Sarcophagus Fragment, Roman, ca. 240-250 CE, The Art Institute of Chicago

Friday, January 30, 2009

Looting made easy

Looting; that never ending problem.  It's no secret that looting and the antiquities unearthed by looting stain the museum world's reputation today.  Names like Marion True and the MET come to mind when looting is discussed.  In recent years, many countries have tried to put measures in place (with varying success) to stop looters and drain the illegal antiquities market of merchandise.  Apparently, though, some countries are also trying to make it easier for looters to do their work.  
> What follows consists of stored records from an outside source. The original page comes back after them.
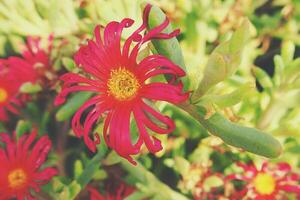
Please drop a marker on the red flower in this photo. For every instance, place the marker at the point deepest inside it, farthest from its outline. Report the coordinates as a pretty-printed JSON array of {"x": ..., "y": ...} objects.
[
  {"x": 9, "y": 87},
  {"x": 20, "y": 171},
  {"x": 34, "y": 66},
  {"x": 270, "y": 182},
  {"x": 122, "y": 88},
  {"x": 119, "y": 193}
]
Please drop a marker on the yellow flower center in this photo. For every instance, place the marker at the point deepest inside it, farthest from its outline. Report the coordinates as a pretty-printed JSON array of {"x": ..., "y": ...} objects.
[
  {"x": 3, "y": 95},
  {"x": 123, "y": 84},
  {"x": 264, "y": 183},
  {"x": 17, "y": 178}
]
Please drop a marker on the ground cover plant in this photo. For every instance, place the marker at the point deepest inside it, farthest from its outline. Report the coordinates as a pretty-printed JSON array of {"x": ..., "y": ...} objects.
[{"x": 158, "y": 99}]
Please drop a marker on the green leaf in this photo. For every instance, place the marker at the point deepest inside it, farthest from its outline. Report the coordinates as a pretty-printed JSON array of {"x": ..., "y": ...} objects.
[
  {"x": 167, "y": 47},
  {"x": 224, "y": 60},
  {"x": 263, "y": 78},
  {"x": 249, "y": 139},
  {"x": 227, "y": 100},
  {"x": 67, "y": 110},
  {"x": 279, "y": 68},
  {"x": 287, "y": 51},
  {"x": 30, "y": 88}
]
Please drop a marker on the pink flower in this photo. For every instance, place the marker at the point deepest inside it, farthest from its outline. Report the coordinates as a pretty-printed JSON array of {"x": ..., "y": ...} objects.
[
  {"x": 21, "y": 164},
  {"x": 122, "y": 87},
  {"x": 272, "y": 181}
]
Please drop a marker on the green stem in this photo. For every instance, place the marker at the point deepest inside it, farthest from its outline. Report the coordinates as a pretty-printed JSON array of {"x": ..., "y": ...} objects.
[
  {"x": 249, "y": 139},
  {"x": 268, "y": 114},
  {"x": 89, "y": 172},
  {"x": 153, "y": 185}
]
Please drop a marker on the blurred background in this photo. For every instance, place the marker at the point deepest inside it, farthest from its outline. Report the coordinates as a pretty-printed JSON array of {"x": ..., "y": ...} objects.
[{"x": 263, "y": 93}]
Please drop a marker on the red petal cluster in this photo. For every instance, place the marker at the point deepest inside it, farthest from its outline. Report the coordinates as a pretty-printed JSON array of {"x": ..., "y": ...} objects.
[
  {"x": 285, "y": 181},
  {"x": 33, "y": 67},
  {"x": 21, "y": 164},
  {"x": 99, "y": 59}
]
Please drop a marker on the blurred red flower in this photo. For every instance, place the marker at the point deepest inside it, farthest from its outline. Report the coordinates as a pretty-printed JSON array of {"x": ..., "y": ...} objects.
[
  {"x": 21, "y": 164},
  {"x": 272, "y": 181},
  {"x": 120, "y": 83},
  {"x": 9, "y": 88}
]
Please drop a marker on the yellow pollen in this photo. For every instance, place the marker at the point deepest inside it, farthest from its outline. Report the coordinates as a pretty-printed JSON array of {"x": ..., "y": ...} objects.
[
  {"x": 123, "y": 84},
  {"x": 3, "y": 95},
  {"x": 264, "y": 183},
  {"x": 17, "y": 178}
]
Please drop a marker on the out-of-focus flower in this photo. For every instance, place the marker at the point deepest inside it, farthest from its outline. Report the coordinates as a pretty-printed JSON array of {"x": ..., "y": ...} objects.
[
  {"x": 35, "y": 65},
  {"x": 21, "y": 164},
  {"x": 119, "y": 193},
  {"x": 201, "y": 181},
  {"x": 272, "y": 181},
  {"x": 9, "y": 87},
  {"x": 120, "y": 83}
]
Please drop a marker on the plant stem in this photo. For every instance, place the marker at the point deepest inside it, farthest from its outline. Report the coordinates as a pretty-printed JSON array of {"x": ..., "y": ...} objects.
[{"x": 153, "y": 185}]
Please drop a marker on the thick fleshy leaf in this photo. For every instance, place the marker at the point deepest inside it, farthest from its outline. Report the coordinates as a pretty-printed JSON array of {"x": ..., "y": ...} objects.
[
  {"x": 30, "y": 88},
  {"x": 263, "y": 78},
  {"x": 224, "y": 60},
  {"x": 249, "y": 139},
  {"x": 167, "y": 47}
]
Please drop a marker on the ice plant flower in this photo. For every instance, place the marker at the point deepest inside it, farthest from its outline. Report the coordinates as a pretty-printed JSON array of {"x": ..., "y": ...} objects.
[
  {"x": 21, "y": 169},
  {"x": 9, "y": 87},
  {"x": 123, "y": 92},
  {"x": 34, "y": 65},
  {"x": 272, "y": 181},
  {"x": 119, "y": 193}
]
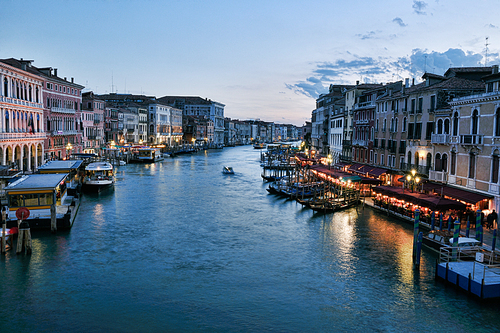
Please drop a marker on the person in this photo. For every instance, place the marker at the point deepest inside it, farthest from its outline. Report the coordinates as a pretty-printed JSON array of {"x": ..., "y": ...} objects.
[
  {"x": 494, "y": 218},
  {"x": 489, "y": 221}
]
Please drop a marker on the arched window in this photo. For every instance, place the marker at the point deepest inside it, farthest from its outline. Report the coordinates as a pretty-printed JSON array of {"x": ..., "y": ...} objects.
[
  {"x": 453, "y": 162},
  {"x": 455, "y": 124},
  {"x": 5, "y": 87},
  {"x": 497, "y": 122},
  {"x": 475, "y": 122},
  {"x": 437, "y": 162},
  {"x": 494, "y": 167},
  {"x": 472, "y": 165},
  {"x": 444, "y": 162}
]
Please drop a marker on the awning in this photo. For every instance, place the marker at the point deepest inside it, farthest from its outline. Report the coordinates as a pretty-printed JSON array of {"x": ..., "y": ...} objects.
[
  {"x": 434, "y": 202},
  {"x": 376, "y": 172},
  {"x": 456, "y": 193}
]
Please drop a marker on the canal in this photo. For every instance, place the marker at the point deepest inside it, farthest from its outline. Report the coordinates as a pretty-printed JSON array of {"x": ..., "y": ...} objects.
[{"x": 177, "y": 246}]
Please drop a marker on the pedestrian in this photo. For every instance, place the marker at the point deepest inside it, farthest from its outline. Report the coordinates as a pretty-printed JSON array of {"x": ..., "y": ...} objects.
[{"x": 494, "y": 218}]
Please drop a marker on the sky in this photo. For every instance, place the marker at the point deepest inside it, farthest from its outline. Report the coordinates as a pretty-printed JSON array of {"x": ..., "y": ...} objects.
[{"x": 263, "y": 59}]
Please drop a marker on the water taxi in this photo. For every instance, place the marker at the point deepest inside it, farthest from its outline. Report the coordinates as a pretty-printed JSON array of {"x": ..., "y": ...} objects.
[
  {"x": 227, "y": 170},
  {"x": 98, "y": 175},
  {"x": 147, "y": 155}
]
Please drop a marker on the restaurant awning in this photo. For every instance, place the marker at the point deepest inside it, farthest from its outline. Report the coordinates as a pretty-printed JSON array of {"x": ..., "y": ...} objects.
[
  {"x": 434, "y": 202},
  {"x": 456, "y": 193}
]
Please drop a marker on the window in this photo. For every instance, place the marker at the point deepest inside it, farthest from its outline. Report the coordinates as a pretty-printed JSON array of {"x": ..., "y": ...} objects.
[
  {"x": 472, "y": 165},
  {"x": 455, "y": 124},
  {"x": 475, "y": 122},
  {"x": 494, "y": 168}
]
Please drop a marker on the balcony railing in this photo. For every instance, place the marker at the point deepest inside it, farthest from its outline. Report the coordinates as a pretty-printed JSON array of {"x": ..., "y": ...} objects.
[
  {"x": 442, "y": 139},
  {"x": 471, "y": 139},
  {"x": 358, "y": 142},
  {"x": 421, "y": 169},
  {"x": 64, "y": 132},
  {"x": 15, "y": 136},
  {"x": 20, "y": 102},
  {"x": 62, "y": 110}
]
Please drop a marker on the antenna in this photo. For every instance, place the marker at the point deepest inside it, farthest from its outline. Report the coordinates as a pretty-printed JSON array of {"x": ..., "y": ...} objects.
[{"x": 486, "y": 51}]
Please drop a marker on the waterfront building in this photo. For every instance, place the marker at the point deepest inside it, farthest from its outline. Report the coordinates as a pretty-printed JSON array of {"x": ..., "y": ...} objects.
[
  {"x": 473, "y": 143},
  {"x": 92, "y": 118},
  {"x": 351, "y": 94},
  {"x": 336, "y": 129},
  {"x": 229, "y": 132},
  {"x": 22, "y": 131},
  {"x": 197, "y": 106}
]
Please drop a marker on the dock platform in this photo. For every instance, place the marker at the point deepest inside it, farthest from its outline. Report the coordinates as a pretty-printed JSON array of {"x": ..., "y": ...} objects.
[{"x": 476, "y": 278}]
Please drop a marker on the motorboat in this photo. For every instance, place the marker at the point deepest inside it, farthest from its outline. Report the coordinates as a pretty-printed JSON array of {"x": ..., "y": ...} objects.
[
  {"x": 98, "y": 175},
  {"x": 227, "y": 170}
]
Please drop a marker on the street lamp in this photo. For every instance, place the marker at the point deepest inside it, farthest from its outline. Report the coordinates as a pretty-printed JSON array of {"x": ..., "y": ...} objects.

Most people associate looting with digging up tombs or hoards and selling off the various artifacts found.  Digging a hole is certainly a work out, but cheap none the less.  There is also an entire industry built up around the looting of shipwrecks.  Though a much more expensive operation, looting shipwrecks can certainly reap great "rewards" for those involved.  It can be argued that the waters off Greece probably have the most shipwrecks of any geographical area.  And it's those uncounted shipwrecks that are fair game for looters.  Once upon a time, the vast majority of Greek's coast was off limits to divers.  As a result, valuable shipwrecks were saved from being destroyed.  Not so anymore.  I'm saddened that a country like Greece, with it's immense cultural history, would put that very history on the line to make a buck.  Sure, Greece is in financial straights, but a short sighted solution like opening up the coast to divers could cost the country untold amounts of cultural patrimony.